Another reason why leaving Holmfirth is hard is because the British don’t make sitcoms like they used to.  Those great shows shown on BBC and ITV, which once journeyed across the Atlantic Ocean, no longer reach American shores.  This is not to say that TV shows are no longer being made in England: of course they are.  But the style of humor, as well as the manner of production, has entirely changed.  I still enjoy watching the new dramas and mysteries made in England, but they don’t resonate in me the same way that the great comedies from the 1970s, 80s, and 90s do.  Why this should be, I do not know.  Late in his life, E.F. Benson, a prolific English author, purportedly said that of all the different types of stories, novels, and nonfiction books he had written, he felt that his lighter, comedic works spoke most clearly to the human condition.  So perhaps I am not alone in my sentiments.  For of all the works that E.F. Benson wrote, what he remains best known for are his “Mapp and Lucia” novels.

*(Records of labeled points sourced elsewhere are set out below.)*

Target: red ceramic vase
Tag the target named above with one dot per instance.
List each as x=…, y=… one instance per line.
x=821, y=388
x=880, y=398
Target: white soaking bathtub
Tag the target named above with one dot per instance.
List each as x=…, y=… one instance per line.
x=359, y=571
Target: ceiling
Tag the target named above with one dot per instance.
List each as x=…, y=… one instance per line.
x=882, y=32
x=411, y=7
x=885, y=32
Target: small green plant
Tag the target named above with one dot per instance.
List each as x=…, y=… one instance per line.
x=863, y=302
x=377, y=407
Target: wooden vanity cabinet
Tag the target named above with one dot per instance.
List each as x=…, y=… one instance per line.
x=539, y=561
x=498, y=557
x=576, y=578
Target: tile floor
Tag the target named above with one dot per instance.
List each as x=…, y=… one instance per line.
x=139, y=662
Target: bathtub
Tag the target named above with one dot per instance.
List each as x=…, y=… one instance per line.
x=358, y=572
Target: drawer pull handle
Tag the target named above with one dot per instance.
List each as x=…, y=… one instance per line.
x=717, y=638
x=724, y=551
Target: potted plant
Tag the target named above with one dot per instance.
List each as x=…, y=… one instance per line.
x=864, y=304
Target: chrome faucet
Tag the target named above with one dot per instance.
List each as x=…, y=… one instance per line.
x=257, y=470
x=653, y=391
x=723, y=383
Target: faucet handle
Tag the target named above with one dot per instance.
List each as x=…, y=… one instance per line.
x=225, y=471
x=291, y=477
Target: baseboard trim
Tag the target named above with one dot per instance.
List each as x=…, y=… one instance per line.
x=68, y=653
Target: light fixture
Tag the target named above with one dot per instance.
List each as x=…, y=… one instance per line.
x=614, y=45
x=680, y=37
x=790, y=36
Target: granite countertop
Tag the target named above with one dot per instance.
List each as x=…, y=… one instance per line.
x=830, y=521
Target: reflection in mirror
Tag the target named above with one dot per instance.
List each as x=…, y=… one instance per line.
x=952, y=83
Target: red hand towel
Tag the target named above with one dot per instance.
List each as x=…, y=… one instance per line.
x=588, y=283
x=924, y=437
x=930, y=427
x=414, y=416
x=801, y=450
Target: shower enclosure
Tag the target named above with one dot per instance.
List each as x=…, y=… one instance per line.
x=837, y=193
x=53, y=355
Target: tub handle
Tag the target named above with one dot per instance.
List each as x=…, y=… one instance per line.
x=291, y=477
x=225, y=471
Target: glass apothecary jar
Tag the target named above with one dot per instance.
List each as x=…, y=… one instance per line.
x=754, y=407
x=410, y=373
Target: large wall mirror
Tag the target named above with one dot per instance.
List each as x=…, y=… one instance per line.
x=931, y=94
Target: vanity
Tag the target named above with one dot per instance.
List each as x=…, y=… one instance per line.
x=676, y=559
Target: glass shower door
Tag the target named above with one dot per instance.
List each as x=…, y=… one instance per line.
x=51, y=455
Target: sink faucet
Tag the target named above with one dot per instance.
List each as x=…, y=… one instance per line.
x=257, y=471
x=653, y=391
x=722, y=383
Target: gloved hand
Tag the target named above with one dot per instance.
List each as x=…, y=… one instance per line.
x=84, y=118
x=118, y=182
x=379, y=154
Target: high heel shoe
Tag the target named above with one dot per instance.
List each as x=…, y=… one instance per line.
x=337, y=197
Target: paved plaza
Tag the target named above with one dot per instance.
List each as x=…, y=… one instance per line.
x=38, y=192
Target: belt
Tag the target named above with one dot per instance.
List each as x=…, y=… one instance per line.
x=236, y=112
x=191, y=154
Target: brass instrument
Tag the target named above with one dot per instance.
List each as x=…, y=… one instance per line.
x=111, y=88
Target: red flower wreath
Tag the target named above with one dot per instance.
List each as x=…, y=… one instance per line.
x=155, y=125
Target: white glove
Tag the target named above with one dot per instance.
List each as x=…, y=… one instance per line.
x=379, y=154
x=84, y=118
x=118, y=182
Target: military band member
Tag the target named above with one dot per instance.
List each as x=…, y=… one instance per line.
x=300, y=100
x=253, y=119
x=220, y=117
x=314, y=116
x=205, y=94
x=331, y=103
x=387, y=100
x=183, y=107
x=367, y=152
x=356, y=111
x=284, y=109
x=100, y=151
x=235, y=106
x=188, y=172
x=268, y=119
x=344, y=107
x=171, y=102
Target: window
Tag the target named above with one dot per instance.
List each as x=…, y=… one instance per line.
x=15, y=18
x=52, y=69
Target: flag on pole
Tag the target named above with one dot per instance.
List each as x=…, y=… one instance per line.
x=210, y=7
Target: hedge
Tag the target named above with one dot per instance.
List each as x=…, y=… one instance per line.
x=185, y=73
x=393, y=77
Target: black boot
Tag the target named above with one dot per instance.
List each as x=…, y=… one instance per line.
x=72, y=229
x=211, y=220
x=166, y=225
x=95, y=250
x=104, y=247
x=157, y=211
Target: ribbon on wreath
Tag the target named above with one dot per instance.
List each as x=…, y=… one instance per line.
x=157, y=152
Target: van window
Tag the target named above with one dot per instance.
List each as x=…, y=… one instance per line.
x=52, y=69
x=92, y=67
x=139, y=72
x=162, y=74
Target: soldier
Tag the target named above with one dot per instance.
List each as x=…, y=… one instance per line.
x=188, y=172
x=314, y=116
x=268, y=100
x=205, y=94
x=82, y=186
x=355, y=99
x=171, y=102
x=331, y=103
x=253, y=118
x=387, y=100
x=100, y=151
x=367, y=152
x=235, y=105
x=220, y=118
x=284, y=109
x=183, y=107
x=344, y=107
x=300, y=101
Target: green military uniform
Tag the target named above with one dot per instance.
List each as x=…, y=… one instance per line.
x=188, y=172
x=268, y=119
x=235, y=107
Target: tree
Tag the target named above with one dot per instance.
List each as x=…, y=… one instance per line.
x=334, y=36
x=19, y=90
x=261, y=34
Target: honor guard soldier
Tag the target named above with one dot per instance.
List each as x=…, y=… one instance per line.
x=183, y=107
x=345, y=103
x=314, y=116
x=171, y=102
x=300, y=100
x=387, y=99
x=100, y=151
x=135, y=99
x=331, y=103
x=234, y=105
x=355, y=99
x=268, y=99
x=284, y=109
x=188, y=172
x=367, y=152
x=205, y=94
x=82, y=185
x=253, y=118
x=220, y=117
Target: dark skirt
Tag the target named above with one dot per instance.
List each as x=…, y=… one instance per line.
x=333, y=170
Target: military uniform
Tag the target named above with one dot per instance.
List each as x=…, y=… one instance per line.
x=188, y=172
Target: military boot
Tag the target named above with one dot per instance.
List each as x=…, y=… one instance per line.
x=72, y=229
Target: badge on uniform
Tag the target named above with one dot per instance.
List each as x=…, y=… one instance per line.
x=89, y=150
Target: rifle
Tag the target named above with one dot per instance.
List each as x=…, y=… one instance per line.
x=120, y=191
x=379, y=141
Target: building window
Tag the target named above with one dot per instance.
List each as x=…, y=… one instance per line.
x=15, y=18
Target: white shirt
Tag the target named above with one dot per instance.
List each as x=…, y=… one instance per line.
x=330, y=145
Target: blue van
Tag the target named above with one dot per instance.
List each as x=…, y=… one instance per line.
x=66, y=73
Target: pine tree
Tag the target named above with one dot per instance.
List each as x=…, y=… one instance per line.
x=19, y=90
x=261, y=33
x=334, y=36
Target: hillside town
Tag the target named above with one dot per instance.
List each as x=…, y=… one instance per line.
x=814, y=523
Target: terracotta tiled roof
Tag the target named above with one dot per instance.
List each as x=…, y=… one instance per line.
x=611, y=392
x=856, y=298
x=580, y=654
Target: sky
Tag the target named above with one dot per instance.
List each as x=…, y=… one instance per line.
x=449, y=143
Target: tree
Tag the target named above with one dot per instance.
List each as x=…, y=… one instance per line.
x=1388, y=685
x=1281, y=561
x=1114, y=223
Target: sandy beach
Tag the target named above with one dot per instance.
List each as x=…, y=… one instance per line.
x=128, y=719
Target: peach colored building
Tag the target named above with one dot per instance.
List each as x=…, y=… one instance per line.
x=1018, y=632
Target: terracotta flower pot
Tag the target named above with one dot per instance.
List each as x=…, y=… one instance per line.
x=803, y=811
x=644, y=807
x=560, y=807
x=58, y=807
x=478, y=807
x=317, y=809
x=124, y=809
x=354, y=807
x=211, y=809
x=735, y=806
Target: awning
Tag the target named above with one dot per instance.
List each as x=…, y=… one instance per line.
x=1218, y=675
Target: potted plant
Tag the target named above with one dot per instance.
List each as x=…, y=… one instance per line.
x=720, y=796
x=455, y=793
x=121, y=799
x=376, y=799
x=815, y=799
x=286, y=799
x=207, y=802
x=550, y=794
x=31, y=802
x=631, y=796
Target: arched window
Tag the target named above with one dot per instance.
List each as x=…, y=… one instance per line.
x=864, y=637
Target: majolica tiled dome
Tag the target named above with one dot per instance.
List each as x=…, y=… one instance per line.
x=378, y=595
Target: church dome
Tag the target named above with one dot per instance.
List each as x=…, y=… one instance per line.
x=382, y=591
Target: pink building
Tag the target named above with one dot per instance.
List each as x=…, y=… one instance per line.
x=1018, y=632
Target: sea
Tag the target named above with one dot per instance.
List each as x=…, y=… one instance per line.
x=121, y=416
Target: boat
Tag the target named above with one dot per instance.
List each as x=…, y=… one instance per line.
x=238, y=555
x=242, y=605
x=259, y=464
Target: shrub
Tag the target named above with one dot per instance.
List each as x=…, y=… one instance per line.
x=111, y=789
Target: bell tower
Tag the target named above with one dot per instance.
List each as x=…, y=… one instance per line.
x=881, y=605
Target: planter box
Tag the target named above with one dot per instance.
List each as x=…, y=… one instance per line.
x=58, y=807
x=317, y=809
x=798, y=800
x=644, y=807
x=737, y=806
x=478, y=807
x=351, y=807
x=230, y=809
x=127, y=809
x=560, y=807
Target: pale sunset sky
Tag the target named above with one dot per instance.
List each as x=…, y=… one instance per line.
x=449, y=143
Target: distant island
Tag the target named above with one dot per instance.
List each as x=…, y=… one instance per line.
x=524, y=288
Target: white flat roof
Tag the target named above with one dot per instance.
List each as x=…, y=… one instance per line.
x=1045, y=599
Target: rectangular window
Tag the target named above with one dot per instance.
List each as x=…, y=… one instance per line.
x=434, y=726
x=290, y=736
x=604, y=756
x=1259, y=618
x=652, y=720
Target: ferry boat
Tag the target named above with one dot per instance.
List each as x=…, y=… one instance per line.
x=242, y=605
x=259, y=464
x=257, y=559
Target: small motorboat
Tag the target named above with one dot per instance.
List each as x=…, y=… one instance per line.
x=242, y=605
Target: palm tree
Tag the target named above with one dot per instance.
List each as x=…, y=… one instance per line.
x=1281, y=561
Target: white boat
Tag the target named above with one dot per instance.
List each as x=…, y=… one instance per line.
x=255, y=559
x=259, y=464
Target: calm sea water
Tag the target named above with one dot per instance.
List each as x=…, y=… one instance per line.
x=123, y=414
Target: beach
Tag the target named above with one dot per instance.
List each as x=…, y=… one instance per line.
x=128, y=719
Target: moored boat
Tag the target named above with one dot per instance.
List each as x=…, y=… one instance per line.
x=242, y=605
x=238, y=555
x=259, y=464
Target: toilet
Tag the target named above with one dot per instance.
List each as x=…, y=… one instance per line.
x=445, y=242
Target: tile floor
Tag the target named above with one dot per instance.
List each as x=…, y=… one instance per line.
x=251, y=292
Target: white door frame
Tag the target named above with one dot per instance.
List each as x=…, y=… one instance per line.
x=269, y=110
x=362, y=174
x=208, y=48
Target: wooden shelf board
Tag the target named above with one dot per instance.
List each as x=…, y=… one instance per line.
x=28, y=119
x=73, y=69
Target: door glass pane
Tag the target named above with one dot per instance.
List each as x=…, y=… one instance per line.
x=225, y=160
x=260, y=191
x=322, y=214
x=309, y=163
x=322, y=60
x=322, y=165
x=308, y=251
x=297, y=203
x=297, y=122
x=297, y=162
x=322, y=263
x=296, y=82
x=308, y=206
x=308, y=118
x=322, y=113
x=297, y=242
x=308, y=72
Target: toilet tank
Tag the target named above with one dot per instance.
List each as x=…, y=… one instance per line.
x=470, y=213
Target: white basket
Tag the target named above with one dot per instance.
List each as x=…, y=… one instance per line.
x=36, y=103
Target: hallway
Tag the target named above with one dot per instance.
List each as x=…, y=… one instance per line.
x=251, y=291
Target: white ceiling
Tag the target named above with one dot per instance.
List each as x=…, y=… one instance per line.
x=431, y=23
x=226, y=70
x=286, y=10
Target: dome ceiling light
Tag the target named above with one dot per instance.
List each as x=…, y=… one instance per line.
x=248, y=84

Time doesn't seem to exist here.

Time has a way of lulling one into complacency.  When first arriving at a particular stop in a journey, one thinks one has plenty of time for everything.  But regardless of how well one has scheduled and prioritized one’s adventures, suddenly realization strikes: Time has flown, and now one must leave.  Yet, while leaving a particular stop means the end of one journey, it also heralds the beginning of another.  While we remain saddened by what we have left behind, we hunger for what is yet to come.  I shall do my best to focus upon the joys we shall surely discover, as our footsteps lead us relentlessly onward.